Pero mira, I found this thought I wrote last year. The year I was born again, the day, the hour, the place, all of it is still vivid. I’m glad I saw this because it reminded me of how patiently Jesus pursued me in winter, spring and summer that year of 1984. With all the heavy clouds I needed this reminder of his patient love.

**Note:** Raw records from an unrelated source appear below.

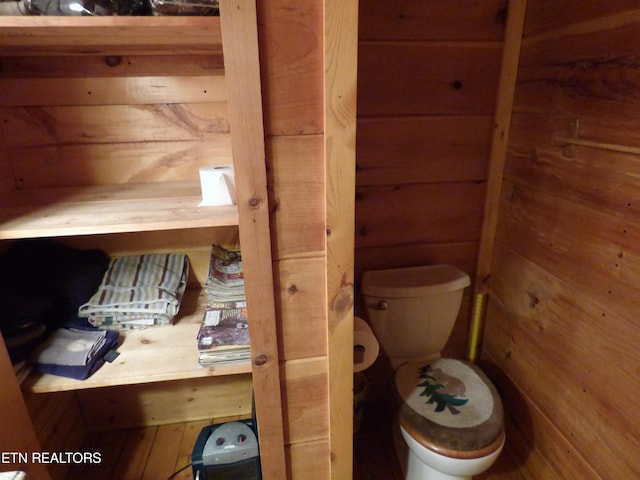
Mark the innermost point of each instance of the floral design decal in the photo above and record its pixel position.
(442, 389)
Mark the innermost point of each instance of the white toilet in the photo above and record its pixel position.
(450, 414)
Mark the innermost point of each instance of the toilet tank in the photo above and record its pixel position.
(412, 310)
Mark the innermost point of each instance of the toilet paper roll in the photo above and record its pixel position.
(218, 186)
(365, 345)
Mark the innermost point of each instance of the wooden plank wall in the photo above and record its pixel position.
(427, 83)
(562, 325)
(291, 56)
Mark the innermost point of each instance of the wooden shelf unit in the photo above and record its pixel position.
(163, 204)
(151, 355)
(109, 35)
(64, 211)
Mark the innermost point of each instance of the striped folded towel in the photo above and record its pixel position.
(138, 287)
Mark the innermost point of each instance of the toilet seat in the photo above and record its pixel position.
(450, 407)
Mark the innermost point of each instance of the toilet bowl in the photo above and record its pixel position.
(449, 413)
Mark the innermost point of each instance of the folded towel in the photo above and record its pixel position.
(150, 284)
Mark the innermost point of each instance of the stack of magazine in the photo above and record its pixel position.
(223, 336)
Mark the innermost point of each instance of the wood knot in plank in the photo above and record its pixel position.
(260, 360)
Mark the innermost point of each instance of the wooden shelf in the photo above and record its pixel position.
(150, 355)
(100, 209)
(45, 35)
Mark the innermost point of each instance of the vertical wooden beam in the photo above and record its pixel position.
(499, 142)
(242, 72)
(340, 82)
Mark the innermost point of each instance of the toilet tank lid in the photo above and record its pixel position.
(413, 281)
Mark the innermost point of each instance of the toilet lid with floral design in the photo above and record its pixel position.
(449, 404)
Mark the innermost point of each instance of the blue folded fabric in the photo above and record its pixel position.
(75, 353)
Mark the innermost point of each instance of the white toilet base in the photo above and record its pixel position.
(427, 465)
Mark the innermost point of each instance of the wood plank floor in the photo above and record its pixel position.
(374, 456)
(146, 453)
(155, 453)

“37 years ago my day began in the wee hours of the morning with a bubbly joyful laughter that woke my sister Patty up from her sleep. She shook me from that dream and when she asked what I was dreaming and why I was laughing, I said “Idk , but it has to do with your church.” When I got up for the day I knew something was up. And all day I watched for something, afraid of the unknown, and that evening (I had timidly gone to a church concert with my sister Patty) at the altar, Jesus Christ the author of my life met me and changed me (my heart and mind) forever. I was born-again.”

Como me acuerdo de esos días. Oh the turmoil of those days, the dissatisfaction I felt, the indignation of being told that I was a sinner. My empty heart pushed out Jesus, I already had religion. Mostly I remember the fear. I was afraid. “Changing” religions wasn’t something to mess with, what if God wasn’t provoking all this restlessness in my spirit? Was it possible that Jesus was calling me out of my religious habits and into a personal and intimate relationship with him? Did one individual matter so much? Jesus, the Savior of all the earth was seeking me? An awkward 18 year old girl. Why? Why wasn’t I ok in my religion? I questioned, I faltered, too afraid to offend and disappoint anyone, especially my apa and ama. What if? What if? As I write this I am thinking of the character Much-Afraid in the allegory book Hinds Feet on High Places. I was so “much afraid” to believe and accept the message of the gospel. 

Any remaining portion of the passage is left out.